Pertanto la difesa riteneva che la motivazione della sentenza rivelasse il travisamento della prova, e rilevava la nullità della sentenza impugnata, per violazione dell’art. 192 c.p.p., comma 1, sostenendo che la Corte aveva omesso di effettuare un raffronto tra le testimonianze ed una valutazione di elementi decisivi che la difesa aveva evidenziato. In conclusione il ricorrente rilevava che i Giudici di appello avevano motivato in modo selettivo e generico, e non consentendo una verifica della rispondenza della decisione alle risultanze processuali.

Per tali motivi la difesa avanzava richiesta di annullamento della sentenza impugnata.

Motivi della decisione

La Corte rileva che il ricorso deve ritenersi inammissibile.

Invero i motivi di impugnazione vengono formulati in fatto e tendono alla diversa interpretazione dei dati probatori.

La sentenza risulta logica e completa nell’analisi fattuale delle risultanze acquisite, che sono state attentamente analizzate descrivendo puntualmente la dinamica dell’episodio nonchè il ruolo assunto dal M. nella vicenda oggetto di contestazione, dimostrando una correlazione temporale e causale tra la condotta dell’imputato e l’episodio dell’inseguimento del C. da parte degli altri aggressori.

Nè risultava fornita dalla difesa spiegazione alternativa del comportamento tenuto dall’imputato.

Quanto alla fattispecie di cui all’art. 610 c.p., risulta parimenti dimostrato con chiarezza che il comportamento tenuto dal M., tagliando la strada al veicolo in cui si trovava il C., in tal modo costringendolo a deviare il percorso, ebbe a coartare l’altrui volontà e libertà di orientamento.

Nè assume rilevanza il dato che la persona offesa avesse ripreso la marcia dopo l’azione dell’imputato che si era posto di traverso per ostacolarne il percorso. Infatti, secondo giurisprudenza di questa Corte (- Sez. 5^ – sentenza del 11 novembre 1988, n. 10834, Baldini) "il delitto di violenza privata, che è reato istantaneo, deve considerarsi consumato nel momento stesso della coartazione all’arresto poichè è irrilevante che gli effetti della imposizione si siano protratti nel tempo e che la vittima possa successivamente eliminarli".

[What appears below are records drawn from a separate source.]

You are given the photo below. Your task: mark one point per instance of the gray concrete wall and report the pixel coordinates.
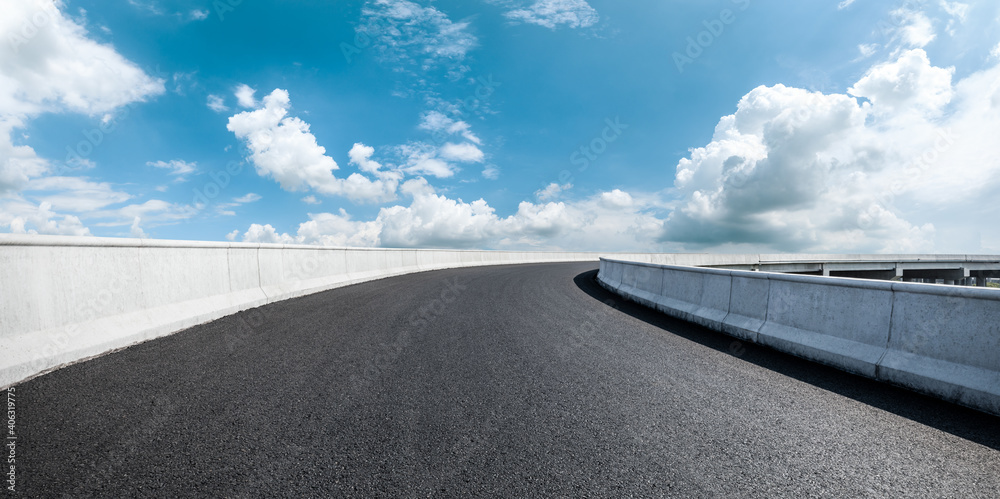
(65, 299)
(939, 340)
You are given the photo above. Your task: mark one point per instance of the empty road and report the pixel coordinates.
(515, 380)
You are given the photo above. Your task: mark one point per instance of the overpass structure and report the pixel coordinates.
(66, 299)
(502, 379)
(960, 270)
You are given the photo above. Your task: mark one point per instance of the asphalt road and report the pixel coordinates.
(515, 381)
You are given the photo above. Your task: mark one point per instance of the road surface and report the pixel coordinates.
(523, 380)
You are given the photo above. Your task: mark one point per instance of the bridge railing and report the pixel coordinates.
(939, 340)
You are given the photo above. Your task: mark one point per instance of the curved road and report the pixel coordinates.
(518, 381)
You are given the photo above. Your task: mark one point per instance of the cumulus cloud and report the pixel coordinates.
(217, 104)
(554, 13)
(441, 126)
(464, 153)
(915, 28)
(74, 193)
(552, 191)
(245, 96)
(361, 156)
(415, 38)
(435, 220)
(48, 65)
(283, 148)
(177, 167)
(910, 82)
(26, 218)
(422, 159)
(794, 170)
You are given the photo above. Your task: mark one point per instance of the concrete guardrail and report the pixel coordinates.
(67, 299)
(939, 340)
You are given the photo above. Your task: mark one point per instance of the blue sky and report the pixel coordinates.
(730, 125)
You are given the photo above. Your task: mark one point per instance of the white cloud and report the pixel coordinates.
(910, 82)
(247, 198)
(915, 28)
(553, 13)
(266, 234)
(74, 193)
(616, 199)
(794, 170)
(465, 153)
(434, 220)
(552, 191)
(360, 155)
(422, 159)
(415, 38)
(48, 65)
(441, 125)
(283, 148)
(177, 167)
(26, 218)
(867, 49)
(491, 172)
(244, 96)
(217, 104)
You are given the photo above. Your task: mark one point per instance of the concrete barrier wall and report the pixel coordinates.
(939, 340)
(65, 299)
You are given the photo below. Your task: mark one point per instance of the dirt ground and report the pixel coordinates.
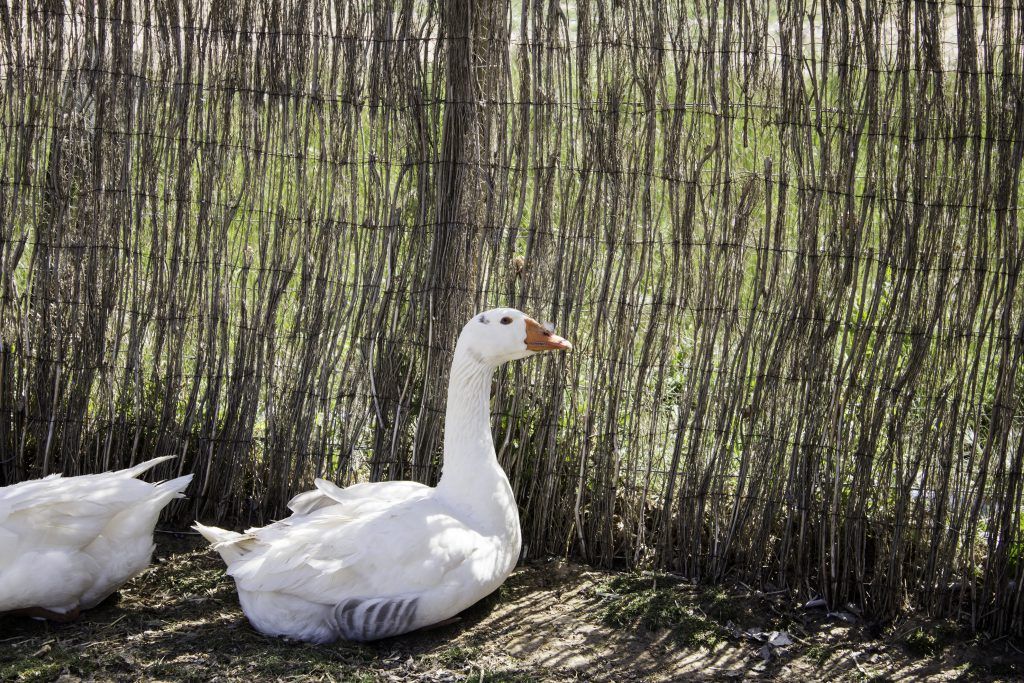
(551, 622)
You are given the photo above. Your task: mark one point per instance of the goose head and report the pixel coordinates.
(500, 335)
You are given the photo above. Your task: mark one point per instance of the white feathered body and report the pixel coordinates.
(369, 561)
(375, 560)
(67, 543)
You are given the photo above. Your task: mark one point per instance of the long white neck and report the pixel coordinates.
(471, 478)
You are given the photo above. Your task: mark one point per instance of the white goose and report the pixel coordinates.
(380, 559)
(69, 543)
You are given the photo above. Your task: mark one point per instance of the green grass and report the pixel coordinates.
(654, 602)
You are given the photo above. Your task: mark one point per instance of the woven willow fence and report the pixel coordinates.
(784, 239)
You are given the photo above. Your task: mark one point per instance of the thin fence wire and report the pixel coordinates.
(783, 238)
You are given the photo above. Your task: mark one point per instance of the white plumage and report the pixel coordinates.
(70, 542)
(380, 559)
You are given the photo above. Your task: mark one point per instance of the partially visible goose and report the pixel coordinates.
(70, 542)
(381, 559)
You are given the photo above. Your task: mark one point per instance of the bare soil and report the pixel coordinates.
(552, 621)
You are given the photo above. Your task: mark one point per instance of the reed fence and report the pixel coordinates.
(783, 237)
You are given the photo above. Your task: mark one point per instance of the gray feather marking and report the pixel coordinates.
(360, 620)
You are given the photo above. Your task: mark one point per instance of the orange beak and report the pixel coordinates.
(540, 338)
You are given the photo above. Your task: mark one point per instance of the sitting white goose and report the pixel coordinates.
(380, 559)
(70, 542)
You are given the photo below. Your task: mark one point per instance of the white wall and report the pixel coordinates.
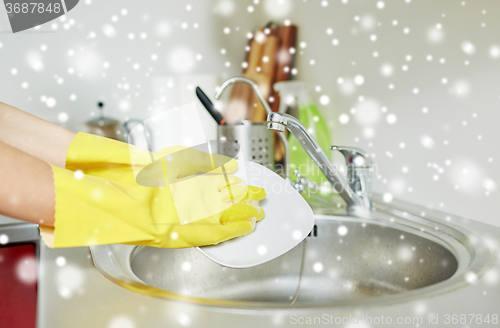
(449, 152)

V. altresì Sez. 1^26-9-2002 n. 32001, Cabiale – RV 222349 – ove si afferma la sussistenza della violenza privata nella condotta tenuta dal conducente di un veicolo il quale compia deliberatamente manovre insidiose al fine di interferire con la condotta di guida di altro utente della strada realizzando così una privazione della libertà di determinazione e di azione della persona offesa …"-.

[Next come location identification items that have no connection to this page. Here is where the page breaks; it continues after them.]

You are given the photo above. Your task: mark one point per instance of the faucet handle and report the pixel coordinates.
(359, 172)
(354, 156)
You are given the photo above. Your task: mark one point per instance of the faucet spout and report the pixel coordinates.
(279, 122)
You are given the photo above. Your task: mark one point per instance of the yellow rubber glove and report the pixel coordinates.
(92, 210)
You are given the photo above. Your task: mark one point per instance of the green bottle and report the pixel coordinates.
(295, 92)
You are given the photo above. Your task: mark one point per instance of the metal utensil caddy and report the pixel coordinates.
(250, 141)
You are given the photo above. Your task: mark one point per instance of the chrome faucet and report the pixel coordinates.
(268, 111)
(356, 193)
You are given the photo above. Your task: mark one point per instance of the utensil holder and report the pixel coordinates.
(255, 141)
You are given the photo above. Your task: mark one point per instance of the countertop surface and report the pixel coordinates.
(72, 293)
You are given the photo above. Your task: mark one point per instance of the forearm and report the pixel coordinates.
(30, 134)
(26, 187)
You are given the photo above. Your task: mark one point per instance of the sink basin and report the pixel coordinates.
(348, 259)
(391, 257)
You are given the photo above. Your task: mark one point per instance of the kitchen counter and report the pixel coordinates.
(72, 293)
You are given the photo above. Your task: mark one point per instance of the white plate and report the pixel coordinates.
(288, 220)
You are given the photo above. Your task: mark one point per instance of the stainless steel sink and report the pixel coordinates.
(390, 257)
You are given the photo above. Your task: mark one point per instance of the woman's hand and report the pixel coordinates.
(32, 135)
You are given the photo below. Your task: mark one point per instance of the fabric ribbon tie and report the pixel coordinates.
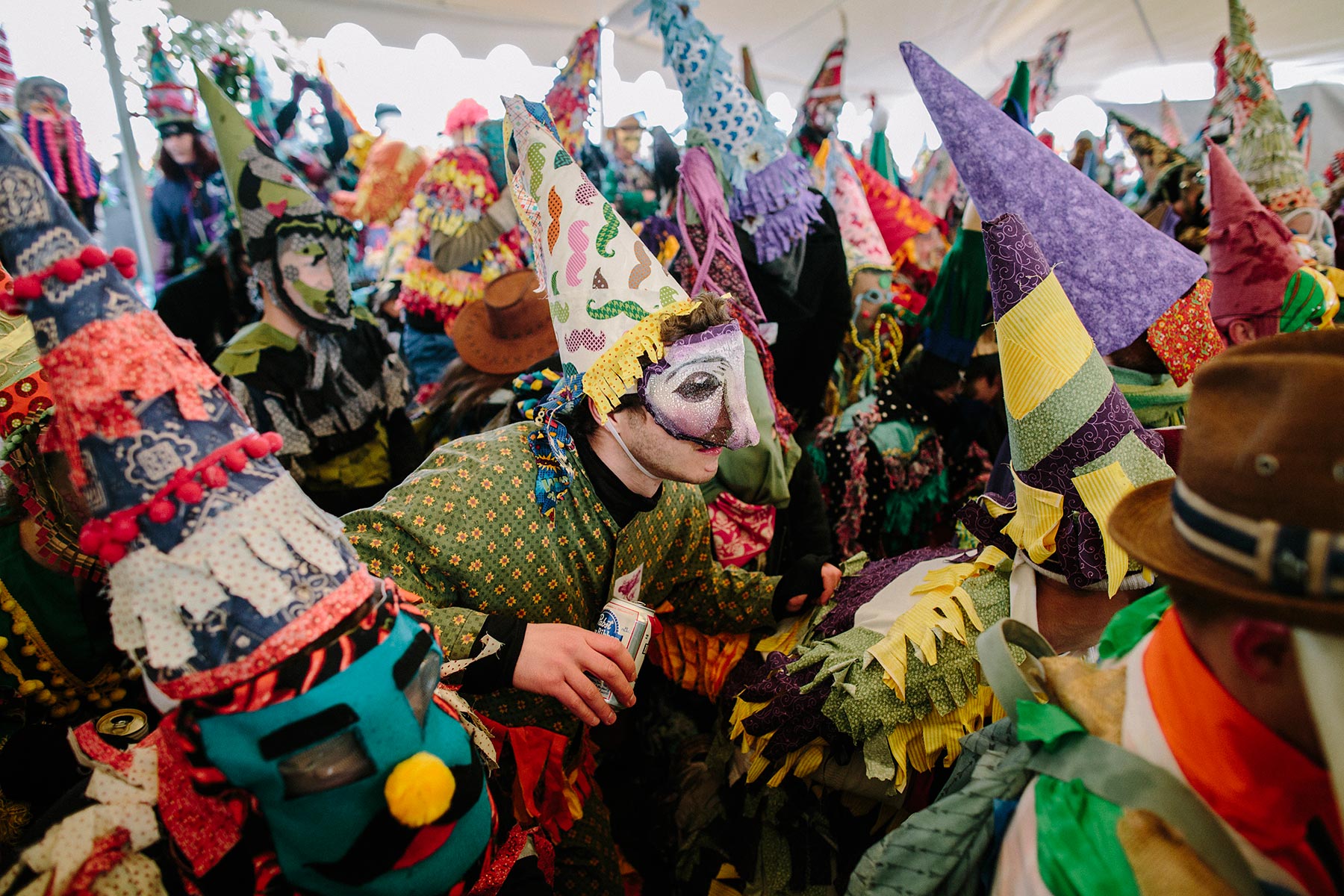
(1287, 558)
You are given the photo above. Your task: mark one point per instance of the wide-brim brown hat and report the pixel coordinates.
(510, 329)
(1257, 508)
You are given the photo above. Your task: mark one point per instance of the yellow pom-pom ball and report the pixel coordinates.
(420, 790)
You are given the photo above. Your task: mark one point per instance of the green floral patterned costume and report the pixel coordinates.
(465, 534)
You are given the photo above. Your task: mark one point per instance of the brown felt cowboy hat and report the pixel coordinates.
(510, 329)
(1254, 519)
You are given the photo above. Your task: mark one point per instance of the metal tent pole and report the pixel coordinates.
(134, 181)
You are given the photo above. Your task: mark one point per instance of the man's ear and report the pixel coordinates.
(1263, 649)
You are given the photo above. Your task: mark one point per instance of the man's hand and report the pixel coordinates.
(830, 582)
(556, 657)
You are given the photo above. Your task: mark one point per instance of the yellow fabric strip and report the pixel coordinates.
(1042, 344)
(917, 746)
(918, 626)
(618, 370)
(1101, 491)
(1036, 520)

Pertanto le censure articolate dalla difesa relative al difetto della motivazione, ex art. 606 c.p.p., lett. e) ed alla violazione dell’art. 192 c.p.p., restano manifestamente infondate.

Gli ulteriori rilievi svolti nel ricorso attengono alla diversa interpretazione dei dati processuali, esaurientemente vagliati nella sentenza impugnata, onde la Corte deve dichiarare l’inammissibilità del ricorso, condannando il ricorrente al pagamento delle spese processuali, oltre al pagamento di una somma in favore della Cassa delle Ammende, che si determina in Euro 1.000,00.

Il ricorrente va inoltre condannato alla rifusione delle spese sostenute dalla Parte civile, che si liquidano in complessivi Euro 2.000,00, oltre accessori come per legge.

P.Q.M.

LA CORTE SUPREMA DI CASSAZIONE SEZIONE QUINTA PENALE Dichiara inammissibile il ricorso e condanna il ricorrente al pagamento delle spese processuali e della somma di Euro 1.000,00 in favore della Cassa delle Ammende oltre al rimborso delle spese in favore della costituita Parte Civile, che liquida in complessivi Euro 2.000,00 oltre accessori come per legge.

Testo non ufficiale. La sola stampa del bollettino ufficiale ha carattere legale.